Table 1. Regression results for the several feature pools

After computing the mother features, average and maximum pooling is performed with box sizes of [2, 4, 6, ..., 60] mm. As a result, for each mother feature we obtain a pool of 60 features: 30 from box averages and 30 from box maxima.

Parameters of the regression forest: The RF is trained on 50 trees with a maximum depth of D, while at least 5 samples remain in the leaf nodes. At each splitting node, f features are randomly selected from the pool (\(f = 10\) for each single feature; \(f = 2\) for ‘All’; \(f = 20\) for ‘All-pooled’). The parameter D is optimized within the range of [3, 100] by comparing the MAE. From the results in Fig. 3(b), we selected \(D = 9\) for the remainder of this paper.

Results: RFs are trained for each single mother feature independently and for the combination of all features with or without feature pooling. Table 1 gives the results in terms of regression MAE and classification accuracy. The two MIND-based features have similar regression performance, but the sparse patch shows better classification accuracy in especially the second and third bin. We therefore included the sparse patch MIND in the total feature pool. From Table 1 it can be seen that for the intensity-based features the best performance is obtained from MIND, for the registration-based features from \({{\mathrm{\mathrm {std}\,}}}{\varvec{T}}\), and that the joint feature pool performs better than any single feature. The feature importance, see Eq. (3), is displayed in Fig. 4. It confirms that \({{\mathrm{\mathrm {std}\,}}}{\varvec{T}}\) and MIND are the features contributing most to the RF performance, followed by CVH. The result of the complete pool is detailed in Fig. 5(a) which shows the real against the predicted error, sorted from small to large. In Fig. 5(b) we grouped the real errors in the three bins, each showing a box plot of the predicted errors. Intuitively, a smaller overlap between the boxes represents a better regression.

Fig. 4.
figure 4

Feature importance. White areas correspond to box averages, while shaded areas correspond to box maxima.

Fig. 5.
figure 5

Real (y) vs predicted (\(\hat{y}\)) registration error for the combined feature pool.

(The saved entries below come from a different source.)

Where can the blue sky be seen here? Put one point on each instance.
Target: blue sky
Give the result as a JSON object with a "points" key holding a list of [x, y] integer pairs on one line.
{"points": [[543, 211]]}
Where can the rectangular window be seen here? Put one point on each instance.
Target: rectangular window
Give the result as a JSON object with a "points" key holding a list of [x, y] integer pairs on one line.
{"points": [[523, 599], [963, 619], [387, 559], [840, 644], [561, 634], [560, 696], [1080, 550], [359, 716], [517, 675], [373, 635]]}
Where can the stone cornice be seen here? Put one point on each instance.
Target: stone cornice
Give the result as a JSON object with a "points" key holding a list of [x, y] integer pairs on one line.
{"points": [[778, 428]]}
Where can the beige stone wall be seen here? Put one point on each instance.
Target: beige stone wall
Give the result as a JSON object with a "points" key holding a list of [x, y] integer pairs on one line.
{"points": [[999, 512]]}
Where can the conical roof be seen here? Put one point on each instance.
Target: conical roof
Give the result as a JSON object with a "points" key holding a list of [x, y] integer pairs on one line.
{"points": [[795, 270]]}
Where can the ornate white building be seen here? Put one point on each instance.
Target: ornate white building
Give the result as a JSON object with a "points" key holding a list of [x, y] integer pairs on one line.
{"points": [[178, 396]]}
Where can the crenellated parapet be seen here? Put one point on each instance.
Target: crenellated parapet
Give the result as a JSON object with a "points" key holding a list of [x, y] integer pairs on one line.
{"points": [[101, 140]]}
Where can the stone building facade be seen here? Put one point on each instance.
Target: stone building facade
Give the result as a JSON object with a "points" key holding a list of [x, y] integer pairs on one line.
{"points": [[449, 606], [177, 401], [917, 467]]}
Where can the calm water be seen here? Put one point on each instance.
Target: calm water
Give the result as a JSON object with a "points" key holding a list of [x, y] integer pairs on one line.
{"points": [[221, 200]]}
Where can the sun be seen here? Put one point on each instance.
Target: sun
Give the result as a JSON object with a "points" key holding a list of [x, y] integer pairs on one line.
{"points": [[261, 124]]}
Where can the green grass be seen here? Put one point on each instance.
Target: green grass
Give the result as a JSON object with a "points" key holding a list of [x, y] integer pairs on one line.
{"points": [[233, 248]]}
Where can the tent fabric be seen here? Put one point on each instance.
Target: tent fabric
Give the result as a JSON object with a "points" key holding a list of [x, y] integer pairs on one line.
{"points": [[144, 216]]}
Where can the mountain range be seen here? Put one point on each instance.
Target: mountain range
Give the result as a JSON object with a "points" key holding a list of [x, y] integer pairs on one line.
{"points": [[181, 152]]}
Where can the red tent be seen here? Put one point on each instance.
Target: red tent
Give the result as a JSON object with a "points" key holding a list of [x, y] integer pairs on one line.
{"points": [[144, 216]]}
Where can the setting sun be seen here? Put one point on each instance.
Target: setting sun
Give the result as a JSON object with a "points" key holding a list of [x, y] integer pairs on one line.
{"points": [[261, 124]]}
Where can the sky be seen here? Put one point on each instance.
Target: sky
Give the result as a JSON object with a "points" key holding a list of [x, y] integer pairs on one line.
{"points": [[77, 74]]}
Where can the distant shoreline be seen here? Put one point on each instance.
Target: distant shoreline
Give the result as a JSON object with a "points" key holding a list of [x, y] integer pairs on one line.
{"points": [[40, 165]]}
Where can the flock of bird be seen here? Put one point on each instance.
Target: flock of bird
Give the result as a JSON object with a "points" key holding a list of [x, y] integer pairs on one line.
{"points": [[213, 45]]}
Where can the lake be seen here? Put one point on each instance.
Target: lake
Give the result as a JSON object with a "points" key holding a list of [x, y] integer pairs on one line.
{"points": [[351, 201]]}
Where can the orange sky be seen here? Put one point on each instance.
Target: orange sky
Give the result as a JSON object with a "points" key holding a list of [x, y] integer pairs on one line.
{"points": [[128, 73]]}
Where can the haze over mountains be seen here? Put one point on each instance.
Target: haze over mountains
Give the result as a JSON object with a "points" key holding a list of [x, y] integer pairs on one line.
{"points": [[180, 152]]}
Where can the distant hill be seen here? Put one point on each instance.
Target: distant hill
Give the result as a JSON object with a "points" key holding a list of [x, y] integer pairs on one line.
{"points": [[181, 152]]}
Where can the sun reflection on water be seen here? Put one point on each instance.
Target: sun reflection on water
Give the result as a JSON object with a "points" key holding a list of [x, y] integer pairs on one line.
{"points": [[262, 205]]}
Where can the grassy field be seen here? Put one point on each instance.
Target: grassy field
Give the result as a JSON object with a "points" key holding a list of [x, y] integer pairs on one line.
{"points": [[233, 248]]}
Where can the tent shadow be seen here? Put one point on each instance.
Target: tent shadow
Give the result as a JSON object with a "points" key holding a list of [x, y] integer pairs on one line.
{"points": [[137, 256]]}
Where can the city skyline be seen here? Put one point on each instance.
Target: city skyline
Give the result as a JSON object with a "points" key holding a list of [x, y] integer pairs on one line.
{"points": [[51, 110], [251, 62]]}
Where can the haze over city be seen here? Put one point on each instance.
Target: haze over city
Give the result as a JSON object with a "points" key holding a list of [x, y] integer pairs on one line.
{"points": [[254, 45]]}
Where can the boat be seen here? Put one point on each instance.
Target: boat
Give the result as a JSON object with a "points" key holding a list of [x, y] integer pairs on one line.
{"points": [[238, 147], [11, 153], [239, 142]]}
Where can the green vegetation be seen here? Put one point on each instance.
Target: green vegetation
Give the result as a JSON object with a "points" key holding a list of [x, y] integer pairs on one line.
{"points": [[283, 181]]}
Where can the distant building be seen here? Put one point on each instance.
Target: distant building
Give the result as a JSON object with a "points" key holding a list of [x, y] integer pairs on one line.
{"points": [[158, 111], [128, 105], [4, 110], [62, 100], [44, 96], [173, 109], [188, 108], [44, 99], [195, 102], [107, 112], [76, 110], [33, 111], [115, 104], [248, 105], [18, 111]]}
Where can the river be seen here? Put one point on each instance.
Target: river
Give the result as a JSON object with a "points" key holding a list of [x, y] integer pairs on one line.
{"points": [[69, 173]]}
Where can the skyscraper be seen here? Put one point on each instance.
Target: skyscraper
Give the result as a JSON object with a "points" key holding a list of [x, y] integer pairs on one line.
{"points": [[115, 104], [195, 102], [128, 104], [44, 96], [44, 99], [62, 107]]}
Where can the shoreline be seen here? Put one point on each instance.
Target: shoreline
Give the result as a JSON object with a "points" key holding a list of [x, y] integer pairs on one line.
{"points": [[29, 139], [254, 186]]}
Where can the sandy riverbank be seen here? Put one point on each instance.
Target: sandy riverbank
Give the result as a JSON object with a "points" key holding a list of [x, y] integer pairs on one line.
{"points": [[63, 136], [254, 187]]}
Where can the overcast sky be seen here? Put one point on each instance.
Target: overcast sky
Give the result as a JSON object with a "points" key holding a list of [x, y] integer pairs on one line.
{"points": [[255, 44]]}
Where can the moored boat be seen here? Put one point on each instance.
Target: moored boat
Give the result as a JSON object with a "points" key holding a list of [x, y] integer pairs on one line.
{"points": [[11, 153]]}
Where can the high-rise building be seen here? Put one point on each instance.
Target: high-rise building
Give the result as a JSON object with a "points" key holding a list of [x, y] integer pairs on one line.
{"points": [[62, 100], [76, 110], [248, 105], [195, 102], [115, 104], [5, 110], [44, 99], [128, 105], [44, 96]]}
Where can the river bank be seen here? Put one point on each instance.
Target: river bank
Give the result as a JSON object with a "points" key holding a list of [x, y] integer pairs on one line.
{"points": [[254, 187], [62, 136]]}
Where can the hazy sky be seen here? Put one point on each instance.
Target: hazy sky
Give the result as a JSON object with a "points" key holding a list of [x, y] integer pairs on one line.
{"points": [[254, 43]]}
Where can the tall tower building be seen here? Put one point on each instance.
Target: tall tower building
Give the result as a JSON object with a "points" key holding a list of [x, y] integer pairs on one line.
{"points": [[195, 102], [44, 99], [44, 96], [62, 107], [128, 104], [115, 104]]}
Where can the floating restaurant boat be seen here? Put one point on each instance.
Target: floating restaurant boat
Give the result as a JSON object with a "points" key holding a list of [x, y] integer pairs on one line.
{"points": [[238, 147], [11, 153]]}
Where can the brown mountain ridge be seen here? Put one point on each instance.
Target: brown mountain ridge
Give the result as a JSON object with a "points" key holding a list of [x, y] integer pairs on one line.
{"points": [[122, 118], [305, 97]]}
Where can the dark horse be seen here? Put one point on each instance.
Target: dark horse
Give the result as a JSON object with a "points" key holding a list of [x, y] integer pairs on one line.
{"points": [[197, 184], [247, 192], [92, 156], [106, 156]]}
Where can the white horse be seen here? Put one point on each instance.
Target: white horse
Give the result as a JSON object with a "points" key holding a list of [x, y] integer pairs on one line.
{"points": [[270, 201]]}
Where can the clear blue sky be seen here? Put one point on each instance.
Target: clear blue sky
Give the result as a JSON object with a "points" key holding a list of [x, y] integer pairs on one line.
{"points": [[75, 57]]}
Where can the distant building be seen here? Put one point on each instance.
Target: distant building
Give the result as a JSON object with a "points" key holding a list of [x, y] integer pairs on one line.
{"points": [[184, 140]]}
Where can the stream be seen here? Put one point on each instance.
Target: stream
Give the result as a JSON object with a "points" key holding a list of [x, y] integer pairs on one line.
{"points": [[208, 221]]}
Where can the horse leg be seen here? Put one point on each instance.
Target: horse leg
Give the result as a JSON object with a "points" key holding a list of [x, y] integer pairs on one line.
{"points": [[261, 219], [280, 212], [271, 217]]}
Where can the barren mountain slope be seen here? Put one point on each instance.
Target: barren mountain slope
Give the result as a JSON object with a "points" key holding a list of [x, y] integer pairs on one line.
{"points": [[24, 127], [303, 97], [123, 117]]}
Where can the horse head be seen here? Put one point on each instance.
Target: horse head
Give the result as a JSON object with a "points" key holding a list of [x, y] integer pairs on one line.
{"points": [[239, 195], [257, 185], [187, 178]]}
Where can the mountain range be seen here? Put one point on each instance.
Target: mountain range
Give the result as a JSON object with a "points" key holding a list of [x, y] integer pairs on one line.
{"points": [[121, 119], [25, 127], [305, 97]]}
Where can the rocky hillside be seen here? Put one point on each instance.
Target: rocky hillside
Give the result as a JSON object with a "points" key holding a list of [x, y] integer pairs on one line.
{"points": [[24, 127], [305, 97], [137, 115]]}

4 Conclusion and Discussion

In this paper we proposed a method based on random forests to regress registration accuracy from registration-based as well as intensity-based features. We introduced the variation in registration result from differences in initialization (\({{\mathrm{\mathrm {std}\,}}}{\varvec{T}}\)) as a feature, which showed higher feature importance and regression and classification performance than an existing variant of it. The proposed feature CVH measuring joint intensity variation also contributed to the regression performance, and can be calculated from the \({{\mathrm{\mathrm {std}\,}}}{\varvec{T}}\) results without much additional computation. The combination of those features with several others, using a box-based pooling technique, yielded best overall performance. With a mean overall regression error of 0.72 ± 0.96 mm and a classification accuracy of \(93.4\,\%\) we conclude that the proposed method is very promising for the a posteriori assessment of local registration error. In future work, we will include additional information such as the variation of \(\varvec{T}\) in [xyz] separately and estimate the error in each direction. In the current experiment, the number of samples in the second and third bin (poor and wrong) is considerably less than the number of samples in the first bin. We will therefore add poor registration results to the training set, thereby hopefully improving the regression results, especially in the second bin. A post-processing technique such as smoothing or majority voting over a neighborhood potentially also improves regression accuracy. One of the advantages of the proposed method is that all employed features are modality independent, and allow for parallel (GPU) computation. In the future, we will therefore test the algorithm on multi-modality data. Extra advantages are that additional features can be trivially included in the framework, that our method is compatible with any registration method, can already work in pairwise registration.